Eighty-four survivors had serial blood samples collected from multiple SJLIFE visits. These samples were analyzed for CH variants as described in the preceding section of CH variant detection. For the pair of time points in each serial sample, the growth direction of a CH clone was determined as expanding or non-expanding by comparing the two VAFs with a binomial test or taking the concordance of the ddPCR concentration estimates for samples where the readings were available at both time points.

Simulation study

The stochastic clone dynamics model proposed by Watson et al. (33) was used to simulate the age-related CH dynamics. In addition to the original model, a modified model was prepared to study trajectories with early onsets as in CH-positive survivors. This model elevates the mutation rate (original rate by Watson et al. (33): 3 × 10⁻⁶ /cell) by 5 – 10 times during a random time window starting at age 0 – 15 with a span of 1 – 5 years. Trajectories starting within the hypermutative windows were analyzed. To simulate the serial sample analysis, clones were subjected to a two-timepoint sampling if VAF stayed > 0.1% (the detection limit of this study). The two VAFs were compared to label the clone as expanding or non-expanding.

Computations

Statistical analyses, simulation, and visualization were performed in Python. Comparisons were considered significant if two-sided p-values were < 0.05.

Data Availability

The BAM files for panel sequencing and single cell WGS are available on St. Jude Cloud under accession SJC-DC-1020 (https://platform.stjude.cloud/data/cohorts?dataset_accession=SJC-DS-1020).

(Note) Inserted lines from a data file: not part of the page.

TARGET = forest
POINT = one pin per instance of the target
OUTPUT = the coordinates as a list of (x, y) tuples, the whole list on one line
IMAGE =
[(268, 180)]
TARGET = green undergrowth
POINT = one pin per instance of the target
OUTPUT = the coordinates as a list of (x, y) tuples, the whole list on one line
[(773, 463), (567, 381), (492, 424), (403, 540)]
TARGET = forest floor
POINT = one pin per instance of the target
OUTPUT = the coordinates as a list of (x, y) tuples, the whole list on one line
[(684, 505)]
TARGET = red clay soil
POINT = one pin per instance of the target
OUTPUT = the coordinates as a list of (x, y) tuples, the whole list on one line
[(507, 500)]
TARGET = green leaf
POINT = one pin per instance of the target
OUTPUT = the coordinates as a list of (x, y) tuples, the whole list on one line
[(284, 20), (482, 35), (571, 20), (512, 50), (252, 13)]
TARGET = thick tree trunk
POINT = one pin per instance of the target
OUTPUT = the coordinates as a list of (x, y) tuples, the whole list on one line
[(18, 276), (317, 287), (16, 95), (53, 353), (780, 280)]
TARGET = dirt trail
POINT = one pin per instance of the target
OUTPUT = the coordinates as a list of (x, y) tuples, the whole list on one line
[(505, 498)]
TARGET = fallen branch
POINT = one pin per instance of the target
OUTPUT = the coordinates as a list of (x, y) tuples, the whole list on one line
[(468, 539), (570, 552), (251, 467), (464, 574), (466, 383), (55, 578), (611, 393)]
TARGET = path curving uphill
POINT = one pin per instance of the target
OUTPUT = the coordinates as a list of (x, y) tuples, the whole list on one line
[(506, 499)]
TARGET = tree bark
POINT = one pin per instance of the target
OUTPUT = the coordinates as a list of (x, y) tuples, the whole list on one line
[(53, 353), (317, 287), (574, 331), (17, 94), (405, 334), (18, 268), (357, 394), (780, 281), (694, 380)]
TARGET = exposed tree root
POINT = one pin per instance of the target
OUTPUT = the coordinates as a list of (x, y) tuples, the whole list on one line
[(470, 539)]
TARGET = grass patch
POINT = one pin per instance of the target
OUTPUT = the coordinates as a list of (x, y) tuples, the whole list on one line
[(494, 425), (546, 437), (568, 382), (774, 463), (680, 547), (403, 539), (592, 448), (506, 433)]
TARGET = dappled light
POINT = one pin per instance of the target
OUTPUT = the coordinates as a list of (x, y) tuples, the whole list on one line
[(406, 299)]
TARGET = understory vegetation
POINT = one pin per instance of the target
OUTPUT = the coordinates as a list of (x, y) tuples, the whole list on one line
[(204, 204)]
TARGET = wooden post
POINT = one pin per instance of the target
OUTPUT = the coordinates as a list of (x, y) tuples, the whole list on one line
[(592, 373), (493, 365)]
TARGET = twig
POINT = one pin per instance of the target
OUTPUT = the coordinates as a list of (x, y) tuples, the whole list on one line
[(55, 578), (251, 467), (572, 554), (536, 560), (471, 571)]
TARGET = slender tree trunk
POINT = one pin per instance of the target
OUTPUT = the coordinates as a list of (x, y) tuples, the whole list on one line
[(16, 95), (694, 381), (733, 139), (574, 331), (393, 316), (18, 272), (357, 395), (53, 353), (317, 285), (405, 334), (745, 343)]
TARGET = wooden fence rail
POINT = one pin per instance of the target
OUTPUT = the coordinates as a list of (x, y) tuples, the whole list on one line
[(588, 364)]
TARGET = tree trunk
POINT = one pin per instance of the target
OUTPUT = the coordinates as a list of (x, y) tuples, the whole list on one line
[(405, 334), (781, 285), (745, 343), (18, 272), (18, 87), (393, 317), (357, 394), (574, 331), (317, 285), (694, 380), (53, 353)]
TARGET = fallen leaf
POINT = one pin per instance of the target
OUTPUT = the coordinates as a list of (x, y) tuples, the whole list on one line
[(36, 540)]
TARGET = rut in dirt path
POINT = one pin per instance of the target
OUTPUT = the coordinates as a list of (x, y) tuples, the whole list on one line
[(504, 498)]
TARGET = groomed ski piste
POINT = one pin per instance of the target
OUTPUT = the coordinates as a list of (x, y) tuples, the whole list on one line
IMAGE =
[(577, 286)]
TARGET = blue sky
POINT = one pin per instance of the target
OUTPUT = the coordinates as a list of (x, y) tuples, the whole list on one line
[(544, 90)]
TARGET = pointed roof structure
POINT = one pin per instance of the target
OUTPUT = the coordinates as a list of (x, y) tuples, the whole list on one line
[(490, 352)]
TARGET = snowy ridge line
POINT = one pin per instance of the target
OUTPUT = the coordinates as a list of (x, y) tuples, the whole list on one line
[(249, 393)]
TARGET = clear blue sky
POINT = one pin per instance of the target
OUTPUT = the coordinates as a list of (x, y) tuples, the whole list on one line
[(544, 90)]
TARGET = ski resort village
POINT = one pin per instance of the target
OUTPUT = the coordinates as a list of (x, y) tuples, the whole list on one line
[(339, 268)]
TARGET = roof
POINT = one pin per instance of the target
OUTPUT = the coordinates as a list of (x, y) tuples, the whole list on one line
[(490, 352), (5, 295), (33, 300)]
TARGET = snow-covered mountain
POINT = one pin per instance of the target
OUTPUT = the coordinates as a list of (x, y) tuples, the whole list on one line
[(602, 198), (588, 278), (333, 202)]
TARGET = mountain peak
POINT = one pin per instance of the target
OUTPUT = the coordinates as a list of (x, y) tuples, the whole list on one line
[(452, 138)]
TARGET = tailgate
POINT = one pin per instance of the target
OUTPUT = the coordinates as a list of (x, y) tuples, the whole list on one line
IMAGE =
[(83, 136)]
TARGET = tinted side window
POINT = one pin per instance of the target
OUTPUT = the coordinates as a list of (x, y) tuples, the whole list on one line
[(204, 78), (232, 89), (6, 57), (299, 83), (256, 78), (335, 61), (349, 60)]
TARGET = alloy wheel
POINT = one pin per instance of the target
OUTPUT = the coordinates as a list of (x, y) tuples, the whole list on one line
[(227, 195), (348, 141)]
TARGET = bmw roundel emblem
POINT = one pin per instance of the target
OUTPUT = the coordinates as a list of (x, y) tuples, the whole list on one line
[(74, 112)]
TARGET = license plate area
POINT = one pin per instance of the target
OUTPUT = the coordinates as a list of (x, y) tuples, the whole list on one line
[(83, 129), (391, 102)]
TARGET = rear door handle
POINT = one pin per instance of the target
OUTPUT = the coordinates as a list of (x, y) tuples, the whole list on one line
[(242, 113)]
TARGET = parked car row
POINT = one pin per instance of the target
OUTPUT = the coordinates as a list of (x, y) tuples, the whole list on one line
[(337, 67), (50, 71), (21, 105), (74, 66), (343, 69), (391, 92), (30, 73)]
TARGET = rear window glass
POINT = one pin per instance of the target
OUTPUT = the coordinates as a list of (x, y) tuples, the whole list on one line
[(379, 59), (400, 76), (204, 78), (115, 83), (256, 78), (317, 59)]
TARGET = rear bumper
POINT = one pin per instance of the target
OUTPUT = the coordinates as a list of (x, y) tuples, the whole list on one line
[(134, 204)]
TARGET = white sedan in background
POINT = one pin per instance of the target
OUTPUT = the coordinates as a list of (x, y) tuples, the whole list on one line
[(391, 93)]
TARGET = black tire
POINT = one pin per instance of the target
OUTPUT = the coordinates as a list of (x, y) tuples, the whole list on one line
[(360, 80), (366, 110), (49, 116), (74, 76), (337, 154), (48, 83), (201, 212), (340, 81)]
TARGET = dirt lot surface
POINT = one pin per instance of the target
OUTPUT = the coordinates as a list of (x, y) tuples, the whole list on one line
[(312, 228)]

STATEMENT OF SIGNIFICANCE.

This first comprehensive CH analysis in long-term survivors of pediatric cancer presents the elevated prevalence and therapy-exposures/diagnostic spectrum associated with CH. Due to the contrasting dynamics of clonal expansion for age-related versus therapy-related CH, longitudinal monitoring is recommended to ascertain the long-term effects of therapy-induced CH in pediatric cancer survivors.